Basically, i'm just desperately trying to rescue this idea from the flames.
nineteenthly, Nov 09 2008

       //Specific Gravity of Liquid Hydrogen: 0.0710// Molecular weight of water : hydrogen is close to 9:1, so this is equivalent to water at a specific gravity of 0.0710 * 9 = 0.64. So liquid hydrogen takes up more volume than the water it produces, but is 1/9th the weight. Compressed hydrogen would of course take up more space than liquid.   

       Producing water would be fairly easy; just burn a hydrogen / air flame at one end of a long air-cooled tube and water would condense and run out the other end. The mass of the cylinder + hydrogen might still be greater than the mass of the water produced.
spidermother, Nov 10 2008

       The means of producing water has no bearing on it's specific gravity.
daseva, Nov 10 2008

       I'm not saying it does; it was just a (slightly clumsy) way of explaining why the hydrogen will take up more room than the water it produces, since water in fact has a specific gravity near 1, not 0.64 (which would give a 1:1 volume ratio).
spidermother, Nov 10 2008

       "Too lazy to do the stoichiometry " eh, cowtamer? That's soooooooo slack.   

       What's "stoichiometry "?
Murdoch, Nov 11 2008

       Errrrrrrrrrrrrrrrrm ... Yes.   

Murdoch, Nov 11 2008

       Nahhh... it's the measurement of stuff while suppressing one's emotions and reaction to surprising results.
Jinbish, Nov 11 2008

       Stoichiometry (usually spelled "stoichiometri" when translated to english) is actually ground up beetle preserved in salt.   

       Gulag prisoners of the forties and fifties would collect the beetles from around the entrances of the salt mines, grind them between flat stones when the guards weren't looking, and drop them in their pockets along with a handful of salt.
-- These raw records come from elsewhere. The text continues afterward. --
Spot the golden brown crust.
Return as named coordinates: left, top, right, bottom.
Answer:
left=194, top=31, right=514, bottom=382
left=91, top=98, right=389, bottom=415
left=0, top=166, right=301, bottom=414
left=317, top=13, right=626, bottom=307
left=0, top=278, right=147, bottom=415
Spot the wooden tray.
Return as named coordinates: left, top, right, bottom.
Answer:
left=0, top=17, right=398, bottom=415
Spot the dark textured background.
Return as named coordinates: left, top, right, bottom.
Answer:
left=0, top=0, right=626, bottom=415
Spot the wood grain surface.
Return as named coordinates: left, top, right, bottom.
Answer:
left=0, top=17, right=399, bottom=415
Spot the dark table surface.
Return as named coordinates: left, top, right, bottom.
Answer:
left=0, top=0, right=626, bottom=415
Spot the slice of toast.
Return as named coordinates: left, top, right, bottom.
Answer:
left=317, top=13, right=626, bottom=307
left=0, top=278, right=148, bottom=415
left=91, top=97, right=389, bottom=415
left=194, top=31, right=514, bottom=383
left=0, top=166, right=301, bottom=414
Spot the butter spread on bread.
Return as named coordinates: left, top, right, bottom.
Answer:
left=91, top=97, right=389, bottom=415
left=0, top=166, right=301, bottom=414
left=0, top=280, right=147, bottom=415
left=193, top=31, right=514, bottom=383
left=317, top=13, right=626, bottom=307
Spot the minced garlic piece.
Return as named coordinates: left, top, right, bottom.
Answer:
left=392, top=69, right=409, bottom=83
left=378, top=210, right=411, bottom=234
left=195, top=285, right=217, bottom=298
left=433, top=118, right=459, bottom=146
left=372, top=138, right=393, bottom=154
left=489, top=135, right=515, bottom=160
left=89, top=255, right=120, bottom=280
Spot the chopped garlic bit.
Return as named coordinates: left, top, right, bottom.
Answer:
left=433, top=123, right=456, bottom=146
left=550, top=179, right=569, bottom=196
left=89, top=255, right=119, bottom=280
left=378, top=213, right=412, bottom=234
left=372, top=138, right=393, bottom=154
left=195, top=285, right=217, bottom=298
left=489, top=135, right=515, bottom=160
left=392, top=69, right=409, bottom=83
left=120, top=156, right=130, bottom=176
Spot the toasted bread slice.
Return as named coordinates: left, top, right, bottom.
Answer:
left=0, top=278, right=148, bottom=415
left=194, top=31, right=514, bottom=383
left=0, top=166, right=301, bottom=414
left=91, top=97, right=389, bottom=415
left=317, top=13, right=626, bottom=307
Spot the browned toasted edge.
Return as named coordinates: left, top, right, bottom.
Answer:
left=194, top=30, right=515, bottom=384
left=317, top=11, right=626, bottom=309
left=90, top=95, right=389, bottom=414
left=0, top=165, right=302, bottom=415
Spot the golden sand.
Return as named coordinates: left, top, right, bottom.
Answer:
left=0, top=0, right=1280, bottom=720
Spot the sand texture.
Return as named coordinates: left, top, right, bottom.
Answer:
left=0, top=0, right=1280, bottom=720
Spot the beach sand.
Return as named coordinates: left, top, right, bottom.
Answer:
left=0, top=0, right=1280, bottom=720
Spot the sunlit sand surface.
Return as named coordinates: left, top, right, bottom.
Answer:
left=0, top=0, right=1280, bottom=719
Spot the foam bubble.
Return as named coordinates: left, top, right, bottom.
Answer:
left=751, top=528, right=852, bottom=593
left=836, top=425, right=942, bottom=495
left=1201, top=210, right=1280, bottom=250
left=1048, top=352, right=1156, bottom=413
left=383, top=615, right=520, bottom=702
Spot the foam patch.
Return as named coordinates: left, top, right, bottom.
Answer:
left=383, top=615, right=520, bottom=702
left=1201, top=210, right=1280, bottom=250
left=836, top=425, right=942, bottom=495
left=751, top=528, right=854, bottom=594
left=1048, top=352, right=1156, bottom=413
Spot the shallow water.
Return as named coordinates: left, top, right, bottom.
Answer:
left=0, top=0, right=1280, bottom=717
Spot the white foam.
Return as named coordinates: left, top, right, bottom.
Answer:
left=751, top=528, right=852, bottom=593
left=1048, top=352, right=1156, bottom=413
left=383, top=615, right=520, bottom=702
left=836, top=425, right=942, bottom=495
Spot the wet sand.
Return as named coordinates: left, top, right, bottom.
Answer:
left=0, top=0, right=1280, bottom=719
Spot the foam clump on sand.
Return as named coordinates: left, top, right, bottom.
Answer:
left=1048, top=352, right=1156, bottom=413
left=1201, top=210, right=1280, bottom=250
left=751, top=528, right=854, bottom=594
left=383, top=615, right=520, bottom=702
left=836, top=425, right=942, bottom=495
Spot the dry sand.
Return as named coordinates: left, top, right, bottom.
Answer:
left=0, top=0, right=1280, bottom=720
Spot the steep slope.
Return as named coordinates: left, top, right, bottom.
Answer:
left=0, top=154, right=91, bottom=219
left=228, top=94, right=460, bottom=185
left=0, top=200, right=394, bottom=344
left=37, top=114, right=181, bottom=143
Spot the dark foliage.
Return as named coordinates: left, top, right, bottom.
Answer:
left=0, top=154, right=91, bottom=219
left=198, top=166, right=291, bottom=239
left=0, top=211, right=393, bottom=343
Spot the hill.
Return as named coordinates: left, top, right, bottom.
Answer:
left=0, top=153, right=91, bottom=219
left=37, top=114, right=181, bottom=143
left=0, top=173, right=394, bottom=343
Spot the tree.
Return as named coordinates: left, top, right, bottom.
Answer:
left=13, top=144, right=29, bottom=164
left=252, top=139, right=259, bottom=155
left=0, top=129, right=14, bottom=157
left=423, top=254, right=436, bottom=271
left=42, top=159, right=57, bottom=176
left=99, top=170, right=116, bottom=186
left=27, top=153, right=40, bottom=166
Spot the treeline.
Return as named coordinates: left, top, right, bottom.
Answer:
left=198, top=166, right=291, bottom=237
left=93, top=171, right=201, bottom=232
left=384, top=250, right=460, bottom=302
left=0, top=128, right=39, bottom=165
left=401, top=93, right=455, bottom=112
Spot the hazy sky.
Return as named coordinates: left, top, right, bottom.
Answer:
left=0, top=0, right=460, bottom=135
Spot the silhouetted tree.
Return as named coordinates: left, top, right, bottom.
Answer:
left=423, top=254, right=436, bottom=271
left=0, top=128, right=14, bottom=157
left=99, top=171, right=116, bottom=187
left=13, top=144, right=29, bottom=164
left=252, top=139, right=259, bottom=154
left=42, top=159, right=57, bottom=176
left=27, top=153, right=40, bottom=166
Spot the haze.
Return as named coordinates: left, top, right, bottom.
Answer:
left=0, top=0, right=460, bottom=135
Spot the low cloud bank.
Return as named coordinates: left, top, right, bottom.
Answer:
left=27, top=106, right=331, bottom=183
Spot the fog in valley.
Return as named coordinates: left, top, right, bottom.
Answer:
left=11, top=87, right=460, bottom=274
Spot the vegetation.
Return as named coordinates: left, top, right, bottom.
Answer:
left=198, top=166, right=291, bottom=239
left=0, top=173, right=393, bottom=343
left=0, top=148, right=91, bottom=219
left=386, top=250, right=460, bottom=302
This could be eaten at night time and would provide vital extra protein to supplement the meagre (and often non-existent) rations and help the prisoner survive the winter.   

       After the Khrushchev amnesties of the late fifties, the millions of freed prisoners returning to the cities introduced stoichiometri to Russian society as something of a delicacy, and also a mark of status as a survivor.   

       It is usually eaten one teaspoon at a time and washed down with a shot of vodka to disguise the foul taste.
wagster, Nov 11 2008

       I'm going with the beetles, salt, starving, Gulag, delicacy explanation.   

       As Solzhenitsyn said:   

       "Good stoichiometri substitutes for an experience which we have not oursleves lived through."
Murdoch, Nov 11 2008

       Brown's gas is reputedly used to produce water, and some energy.   

       Calling all Browns
To come to the aid
Of the water party.
neelandan, Nov 11 2008

       What about cynicometry and epicureanometry?
nineteenthly, Nov 11 2008

       I fully expect to see this on the shelves of my local Emporio Boozarama in about two weeks.